Thanks for the feedback Woodnthings...I usually do when others haven't already...Nor do I think :vs_worry: the OP owns Mafell or Festool rail based tools...So I think just mentioning a "rail saw" would lead them in that direction if they wish to possibly try it...

As for "pictures" of tools and shop, I don't do that when the tools don't belong to me personally but are "shop tools" collectively. That's part of the reason I have never posted in "what did you do today" or "show us your shop." I share my space with others, and we have all suffered some rather significant losses in our careers from theft. I personally have lost over $50K and will not ever allow that to happen again if I can help it at all!!! I would also share that many (most?) of my clients are rather exclusive and privacy is paramount to not only their personal lives but my professional bearing...

When I can post more details about something, I always do, and my "name" in quotes in "google images" displays quite a bit if every interested...

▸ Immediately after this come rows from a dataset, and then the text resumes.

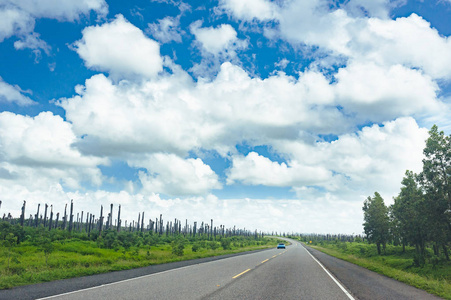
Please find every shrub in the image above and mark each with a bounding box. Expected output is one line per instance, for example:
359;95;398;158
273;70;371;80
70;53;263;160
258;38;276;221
221;239;231;250
191;243;201;252
172;243;185;256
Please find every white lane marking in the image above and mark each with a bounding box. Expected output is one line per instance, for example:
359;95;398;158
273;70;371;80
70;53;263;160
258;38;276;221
36;265;193;300
301;245;355;300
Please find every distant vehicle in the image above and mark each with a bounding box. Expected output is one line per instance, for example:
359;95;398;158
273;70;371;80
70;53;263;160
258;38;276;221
277;243;285;249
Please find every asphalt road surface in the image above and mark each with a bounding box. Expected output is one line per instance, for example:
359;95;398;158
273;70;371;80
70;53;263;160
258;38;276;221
0;241;440;300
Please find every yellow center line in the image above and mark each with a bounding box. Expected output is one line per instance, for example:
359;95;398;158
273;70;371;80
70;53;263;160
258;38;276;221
232;269;251;279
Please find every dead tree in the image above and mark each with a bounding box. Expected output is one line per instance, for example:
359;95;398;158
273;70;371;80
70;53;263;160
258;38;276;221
117;205;121;232
49;205;53;230
63;203;67;230
34;203;41;227
44;203;49;228
69;200;74;232
20;200;27;227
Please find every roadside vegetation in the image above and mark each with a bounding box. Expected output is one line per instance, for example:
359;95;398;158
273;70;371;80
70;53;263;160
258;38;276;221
293;235;451;299
0;221;279;289
292;125;451;299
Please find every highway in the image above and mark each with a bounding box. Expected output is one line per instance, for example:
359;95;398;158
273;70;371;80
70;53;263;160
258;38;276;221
0;241;439;300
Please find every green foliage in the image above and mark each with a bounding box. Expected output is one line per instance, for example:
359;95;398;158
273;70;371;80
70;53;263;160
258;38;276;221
172;241;185;256
313;241;451;299
0;221;275;289
363;192;389;254
221;239;231;250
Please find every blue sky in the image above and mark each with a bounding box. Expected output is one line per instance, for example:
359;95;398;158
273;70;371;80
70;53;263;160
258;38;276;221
0;0;451;233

Thanks again for the feedback...:vs_cool::vs_cool::vs_cool:


----------



## olehunter234 (Nov 19, 2016)

if you ever want to edge glue native red cedar it should not go across a jointer. it will pull the knots . a nice sharp table saw and edge striatning jig will make a great glue joint.


----------



## woodnthings (Jan 24, 2009)

*the longer the better ........*

In the case of jointer beds, longer is better, in fact, a 6 ft infeed and outfeed bed would be perfect. The closest I've come to that is this:
Using 2 Harbor Freight support rollers with adjustable height,
remove the rollers and replace them with a 2" x 12" plank on either side of the table.. . To remove the rollers from the stands just push in on the pin, it's spring loaded, and the roller will pop out. Bevel the edge of the plank to avoid the work hanging up on it. The height is easily adjustable on these stands.
 


You can level out the plank to the outfeed table with a an 8 ft straight edge. It must be level because any variation will cause the cutterhead to remove too much material or skip it entirely. The plank does a better job supporting the work because there is no gap to bridge. You can bump it right up to the end of the outfeed table. :vs_cool:


----------



## Steve Neul (Sep 2, 2011)

I've always wanted to build a machine that was like a cross between a bandsaw mill and a jointer where the board is clamped down flat and you draw the jointer head across the edge of the wood. It wouldn't be that difficult to make except for space to set it up. If I jointed long wood frequently I would be more likely to do try it.


----------



## fareastern (Sep 19, 2014)

How about a No 7 plane and a good straight edge?Reading the original post I have doubts about whether the machine in question will ever be accurate without a major rebuild.If you have a 1/32 gap on each board over a 4 foot length it follows that you would have a 1/16 gap by putting those two pieces together at 4 feet long.Extend the length to 11 feet and it gets very much worse I suppose it wouldn't be that hard to calculate the radius that such a chordal deviation would define but for this project it is clearly excessive.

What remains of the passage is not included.